Voici la déclaration du Secrétaire d'État aux Affaires Etrangères de l'Empire, à la séance du 24 janvier 1898:

«Vous comprendrez que je n'aborde ce sujet qu'avec de grandes précautions. Agir autrement pourrait être interprété comme une immixtion de notre part dans les affaires de la France..... Je crois d'autant plus devoir observer une réserve complète à ce sujet qu'on peut s'attendre à ce que les procès ouverts en France jettent la lumière sur toute l'affaire.

Je me bornerai donc à déclarer de la façon la plus formelle et la plus catégorique, qu'entre l'ex-capitaine Dreyfus, actuellement détenu à l'Ile du Diable, et n'importe quels agents allemands, il n'a jamais existé de relations, ni de liaisons, de quelque nature qu'elles soient

IX.—Cinq jours plus tard, l'Empereur vint lui-même chez notre ambassadeur à Berlin, pour lui apporter sa déclaration personnelle, et le prier de la communiquer officiellement à notre Gouvernement.

X.—Enfin, à l'heure actuelle, l'état d'esprit autour du Souverain est le même.

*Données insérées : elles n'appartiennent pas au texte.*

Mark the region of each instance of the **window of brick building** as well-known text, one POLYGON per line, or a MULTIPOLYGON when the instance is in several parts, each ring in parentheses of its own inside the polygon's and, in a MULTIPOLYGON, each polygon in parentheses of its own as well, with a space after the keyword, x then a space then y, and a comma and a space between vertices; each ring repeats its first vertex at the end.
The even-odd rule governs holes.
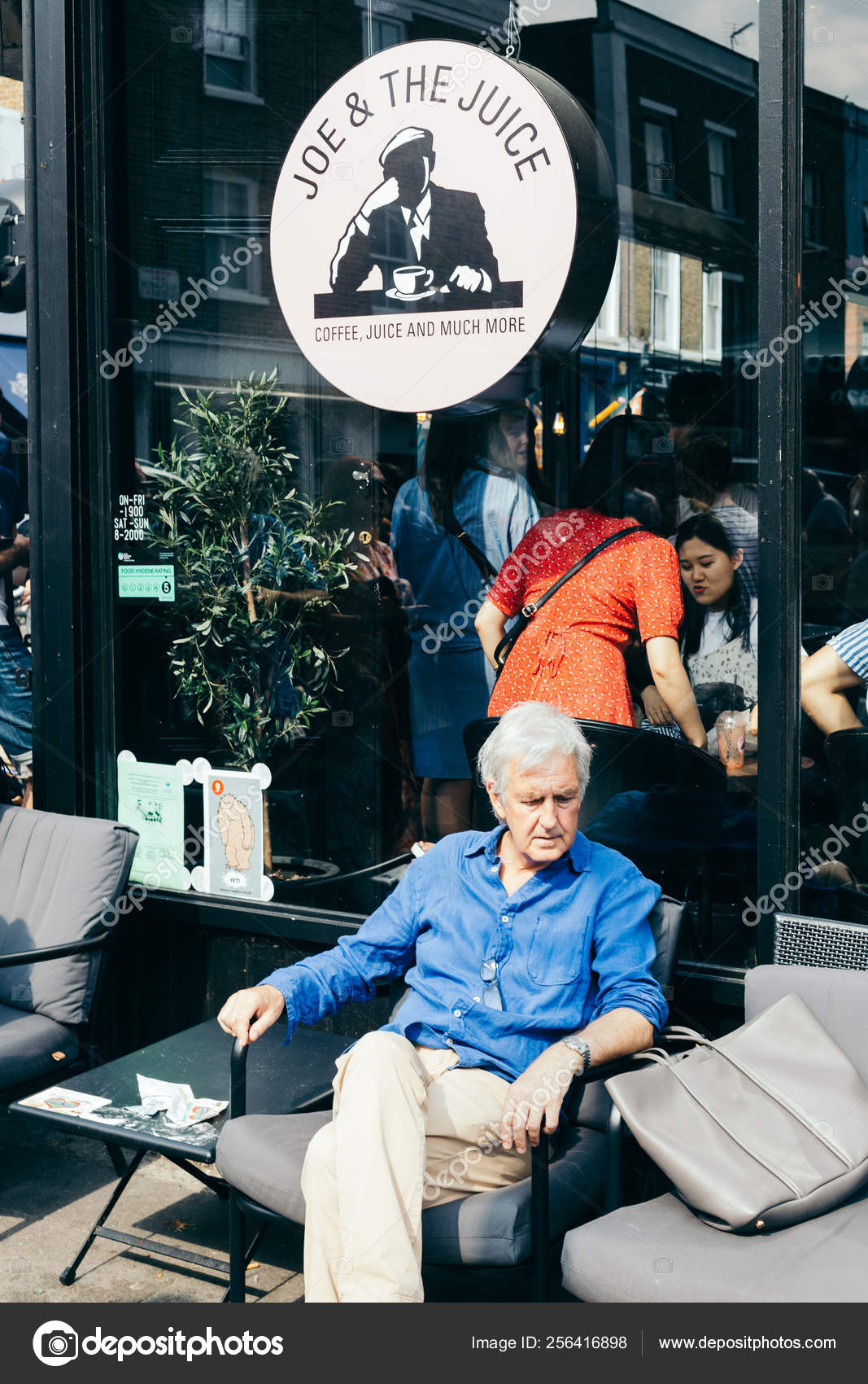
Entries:
POLYGON ((253 0, 205 0, 205 86, 253 94, 253 0))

L'Empereur éprouve le plus impatient désir de faire un geste personnel; mais on l'en empêche, et on l'en empêchera jusqu'au bout, pour ne pas risquer que la France, par une seconde condamnation, ne donne au Kaiser un nouveau démenti qu'il ne pourrait pas supporter sans une rupture diplomatique. Cependant on est prêt à renouveler, par notes officielles, toutes les déclarations déjà faites.

Si l'on consent à supposer un instant que l'Empereur ait été réellement compromis dans une affaire d'espionnage, on peut admettre, à la rigueur, qu'il ait été, pour certaines nécessités politiques, contraint de nier la vérité par un démenti officiel.

Mais, ce mensonge diplomatique une fois commis et enregistré, aurait-il réitéré ses protestations, à chaque occasion nouvelle, et avec une si solennelle et pressante insistance?

Même en faisant abstraction de la personnalité de Guillaume II et de sa conception particulièrement chatouilleuse de l'honneur, est-ce que jamais un souverain oserait faire de si véhémentes et de si nettes déclarations, s'il risquait d'être, un beau jour, confondu devant le monde entier, par la découverte ultérieure d'une preuve décisive?